An open API service indexing awesome lists of open source software.

https://github.com/s0/bitlantern


https://github.com/s0/bitlantern

Last synced: 3 months ago
JSON representation

Awesome Lists containing this project

README

          

# Cryptographic Verification of a Reproducible builds

## Scope

### The Problem

Open source software is incredibly valuable to the general population,
particularly in circumstances regarding privacy + security, there are numerous
open source tools in particular that allow people to communicate and use the
web privately and anonymously. However there is a problem in the way in which
OSS Software is typically distributed, which is by the compiled binary files /
software rather than the source code, and there is no easy way in which to
check that any particular binary is directly derived from a given set of source
code, which means that it may have been modified by the entities building +
distributing the software. This is because there is typically some amount of
non-determinism when building from source code (building twice in a row is not
likely to result in the same binaries, and it gets even more tricky when you
talk about building from different computers).

Enter [Reproducible Builds](https://reproducible-builds.org): this project aims
to make building from source code much more deterministic, so that different
people can independently build the software from source code, and produce the
exact same source code. There are [a large number of
projects](https://reproducible-builds.org/who/) that have started work on this,
and this is extremely exciting.

This work is extremely valuable, and very crucial to the health of our future
tech ecosystem, but for this to mean anything, we need to start actually using
the deterministic properties of our builds to protect us from entities
(maliciously or otherwise) modifying binaries that we install on our systems.

### The Solution

This project aims to take advantage of deterministic builds to it's fullest
extent, providing a service where anyone can choose to sign a particular binary
as "verified", and tie that verification to their public ID. Users of the
service can then request a list of signatures for any particular binary
(preferably before using the binary), and see who has verified it as genuinely
from the source code.

**Example Usages:**

* Linux package managers (for example in Debian) could require that a package is
signed by a minimum number of signers in the keychain.

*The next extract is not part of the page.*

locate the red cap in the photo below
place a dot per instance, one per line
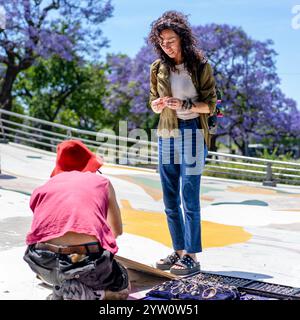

An extension of this would be allowing users / sysadmins to configure their
package manager to require signatures from certain people / identities before
installing certain packages.

* Android devices could check the list of verifications for a particular app,
and ensure that an `apk` has not been tampered with.

An extension to this would be requiring that certain APPs are signed by
certain people before allowing an update to take place. This can probably be
done with something like F-Droid more easily than the Play Store.

### But what about [Cothority](https://github.com/dedis/cothority)?

Cothority is cool, but is in essence tackling a very different, and much more
general problem (and has nothing to do with reproducible / deterministic builds,
and in fact conceptually doesn't even require software to be Open Source).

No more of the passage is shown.